Many of today's troubled parents did not see good parenting modeled by their own parents, she said. "That doesn't make you a bad parent, if nobody's shown you how."
For example, a parent might not know how to make a doctor's appointment.
"The child later is taken way, and they don't know why. It's not their fault," Holstein said.
"It's truly preventive work," Ramos said. "We almost punish parents at their worst moment."
Sleep safety, nutrition, shopping with WIC, co-parenting with the parents in different sessions, all were offered as possible classes by Holstein and Ramos. They also hope to offer classes for teens that prepare them to deal with violence and classes for parents "who don't know how to have that awkward conversation," Ramos said.
Holstein hopes for a sponsor for a playground on the Bridges property, providing real world experience for family interaction, and to turn a training room into a family kitchen to model for their parents what a healthy family looks like.
Both Holstein and Ramos serve Bridges as volunteers and call on their experiences as a teacher and social worker, respectively, to develop the program. Both have completed extensive professional development programs and plan for more.
"Recruitment for social workers (to work for Bridges) is very stringent," Ramos ensured. "But being compassionate and caring is the most important."
"We want a monitor that will make a commitment to the family," Holstein said. "And we will train a social worker to the next level."
Payment for the monitor is necessary, but it's on a sliding-scale fee, Holstein said. Supervised visitation with a licensed social worker usually runs from $35 to $50 an hour, Shy said.

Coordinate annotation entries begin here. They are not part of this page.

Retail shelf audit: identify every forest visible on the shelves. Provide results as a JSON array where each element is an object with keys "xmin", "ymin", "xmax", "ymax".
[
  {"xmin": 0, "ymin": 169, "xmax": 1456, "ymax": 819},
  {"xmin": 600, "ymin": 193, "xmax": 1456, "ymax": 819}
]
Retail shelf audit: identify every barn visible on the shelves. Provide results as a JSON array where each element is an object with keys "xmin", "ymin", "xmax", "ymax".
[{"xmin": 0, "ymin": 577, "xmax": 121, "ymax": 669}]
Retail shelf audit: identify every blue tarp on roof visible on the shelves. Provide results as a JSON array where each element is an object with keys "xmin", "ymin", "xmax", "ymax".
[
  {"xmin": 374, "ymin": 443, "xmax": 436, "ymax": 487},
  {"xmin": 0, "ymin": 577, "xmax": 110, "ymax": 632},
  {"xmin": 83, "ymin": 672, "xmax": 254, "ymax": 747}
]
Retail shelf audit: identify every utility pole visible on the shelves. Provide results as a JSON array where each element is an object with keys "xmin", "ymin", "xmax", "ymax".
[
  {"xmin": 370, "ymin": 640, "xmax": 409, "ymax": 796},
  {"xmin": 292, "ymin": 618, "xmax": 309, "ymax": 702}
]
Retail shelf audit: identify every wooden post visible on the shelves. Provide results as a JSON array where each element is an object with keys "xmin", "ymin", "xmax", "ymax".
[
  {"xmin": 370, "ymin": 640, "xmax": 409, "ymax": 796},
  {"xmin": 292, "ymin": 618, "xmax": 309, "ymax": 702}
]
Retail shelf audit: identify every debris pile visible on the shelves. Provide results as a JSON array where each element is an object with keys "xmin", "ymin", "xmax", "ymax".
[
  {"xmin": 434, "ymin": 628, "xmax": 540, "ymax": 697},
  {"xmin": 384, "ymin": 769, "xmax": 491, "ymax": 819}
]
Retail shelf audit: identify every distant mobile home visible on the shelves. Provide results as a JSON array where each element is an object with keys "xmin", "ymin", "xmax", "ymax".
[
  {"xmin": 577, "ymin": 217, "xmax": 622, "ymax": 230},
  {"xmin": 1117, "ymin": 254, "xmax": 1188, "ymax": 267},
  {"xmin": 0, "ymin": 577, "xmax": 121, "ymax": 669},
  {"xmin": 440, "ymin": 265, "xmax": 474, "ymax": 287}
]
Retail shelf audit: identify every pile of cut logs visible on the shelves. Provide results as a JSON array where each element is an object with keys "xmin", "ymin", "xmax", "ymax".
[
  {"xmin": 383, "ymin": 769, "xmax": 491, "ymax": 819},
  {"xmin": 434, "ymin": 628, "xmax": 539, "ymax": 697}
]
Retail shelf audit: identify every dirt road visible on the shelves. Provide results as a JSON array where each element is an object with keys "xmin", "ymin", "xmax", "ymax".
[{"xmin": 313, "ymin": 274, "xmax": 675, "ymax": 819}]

"Not a lot can afford that on a weekly basis," she said. "Parents find they can't afford it, so they don't get to see their children."
And unlike the 8 a.m. to 5 p.m. weekdays schedule for visitations at DHS, Bridges will provide night and weekend opportunities.
Bridges provides another option for attorneys and judges, Shy and Zimmerman agreed.
During nearly 25 years working with child welfare cases, officials have called on their creativity to provide safe, healthy and nurturing options for children and families, Shy said. "I can't think of any more creativity we can use."
Zimmerman sees 200 to 250 cases a week of children and families in trouble. And of those, probably 30 to 40 percent need supervised visitation, she said.
"Kids need to see their parents -- no matter how bad the parents are," Shy said. "They have feelings of detachment, grief and loss."
"Families need a lot of support," Ramos said. "I really believe that with communication and understanding you can build strong families. And when you build strong families, you build strong communities."
"When the community comes together to help families, everybody wins in the community," Zimmerman said.